Salieron del puerto de Tuxpan, México, el 25 de noviembre, todavía sin haber clareado la mañana. El tiempo era infernal, por el oleaje, vientos y lluvias de la temporada. Pasaron días aciagos de adaptación a la navegación y al hacinamiento de aquellos hombres nada duchos o
habituados a las faenas marineras.
Finalmente, en la madrugada del 28 ya avanzaban con certeza Mar Caribe adentro. Sin embargo, al día siguiente hubo una alarma de combate, pues se acercaban dos naves sospechosas que resultaron ser dos inofensivos pesqueros que ni los miraron.
El 30 de noviembre, fecha en la cual inicialmente se esperaba su arribo a costas cubanas, el yate iba bien enrumbado hacia la Mayor de las Antillas, pero estaba lejos de las maniobras de desembarco.
Entonces se enteraron por la radio sobre el alzamiento de la ciudad de Santiago de Cuba, en apoyo a la llegada de la expedición, para distraer a las fuerzas de los batistianos. Esta acción heroica de los santiagueros fue reprimida con saña por el tirano y no cumplió los objetivos.
En la madrugada del primero de diciembre y cuando el expedicionario Roberto Roque oteaba el horizonte, una fuerte vibración sacudió el navío y cayó al mar. Su rescate angustioso y azaroso
retrasó el viaje, pues por órdenes de Fidel se detuvo la navegación hasta encontrarlo sano y salvo, por suerte.

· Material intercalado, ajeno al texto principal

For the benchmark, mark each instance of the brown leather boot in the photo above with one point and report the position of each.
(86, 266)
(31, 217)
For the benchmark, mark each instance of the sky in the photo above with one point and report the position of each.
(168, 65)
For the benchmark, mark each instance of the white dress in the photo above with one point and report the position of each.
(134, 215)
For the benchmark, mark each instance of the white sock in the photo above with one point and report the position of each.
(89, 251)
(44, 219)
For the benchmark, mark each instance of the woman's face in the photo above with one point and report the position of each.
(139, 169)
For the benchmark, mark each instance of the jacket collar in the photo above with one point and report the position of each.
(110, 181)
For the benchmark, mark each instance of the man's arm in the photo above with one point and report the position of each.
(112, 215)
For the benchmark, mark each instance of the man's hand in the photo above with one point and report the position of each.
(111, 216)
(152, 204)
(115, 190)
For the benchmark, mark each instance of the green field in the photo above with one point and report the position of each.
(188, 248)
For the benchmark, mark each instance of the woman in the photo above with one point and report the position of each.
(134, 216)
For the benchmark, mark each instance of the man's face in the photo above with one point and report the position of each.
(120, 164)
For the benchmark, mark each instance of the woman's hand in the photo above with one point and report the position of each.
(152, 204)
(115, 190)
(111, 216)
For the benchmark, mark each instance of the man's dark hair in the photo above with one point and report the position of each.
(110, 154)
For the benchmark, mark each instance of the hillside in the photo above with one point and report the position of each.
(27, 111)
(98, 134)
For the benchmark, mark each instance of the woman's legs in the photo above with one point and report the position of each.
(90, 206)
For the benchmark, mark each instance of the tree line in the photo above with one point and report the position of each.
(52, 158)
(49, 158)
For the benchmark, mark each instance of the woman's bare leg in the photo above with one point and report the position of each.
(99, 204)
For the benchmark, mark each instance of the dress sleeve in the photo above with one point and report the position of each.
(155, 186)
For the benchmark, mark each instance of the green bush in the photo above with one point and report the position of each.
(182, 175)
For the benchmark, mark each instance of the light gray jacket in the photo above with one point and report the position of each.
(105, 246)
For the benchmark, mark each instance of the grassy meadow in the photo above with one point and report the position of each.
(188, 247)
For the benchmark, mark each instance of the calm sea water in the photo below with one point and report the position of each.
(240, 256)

Al encender los motores de nuevo, a la hora divisaron las luces del faro de Cabo Cruz. Transitando por el canal de Niquero dieron con unas boyas no prescritas en la carta de navegación disponible. Esto les creó dudas del sitio donde se encontraban.
Decidieron disminuir la velocidad, cambiar el rumbo y dirigirse a la costa sin esperar más. Ya en la tarde de ese día dijo que atracarían de un momento a otro en un punto cercano de Niquero, al sur de Oriente. Definió la organización militar que asumirían.
Así fue como el noble Granma encalló en una punta de mangle nombrada Los Cayuelos, a dos kilómetros de la playa Las Coloradas, que fue donde proyectaron el desembarco. Eran las 06:50 horas del dos de diciembre de 1956.
Intentaron usar un bote auxiliar para llevar a tierra el armamento y demás materiales de guerra, pero fue tanto el peso que la pequeña embarcación se hundió. Cada cual debió cargar lo suyo. Cuando solo quedaba por salir del navío el pelotón de retaguardia, pasaron cerca del yate una lancha de cabotaje y un barco arenero. Esto los urgió a dar mayor rapidez a las maniobras. Ya no quedaba ni rastro de petróleo para hacer navegar de nuevo al navío.
Obligados a moverse por la franja costera cenagosa, a veces putrefacta e infestada de mosquitos, tardaron varias horas en llegar a tierra firme. Esa marcha forzada e imprevista los hizo perder la mayor parte del equipamento que restaba.
Por suerte la tupida maraña de mangle los protegía de ser localizados con certeza por la aviación enemiga que andaba a su caza.
Al fin llegaron. La tierra cubana era entonces puerto seguro para la libertad y para los ideales que ellos traían consigo. No tanto para la vida de cada uno, pero lo sabían y asumían.
Entonces, a pesar de los azares y quebrantos, sintieron la dicha de haber llegado a ella. Y
continuaron, sin rendirse, el camino… (Martha Gómez Ferrals /ACN).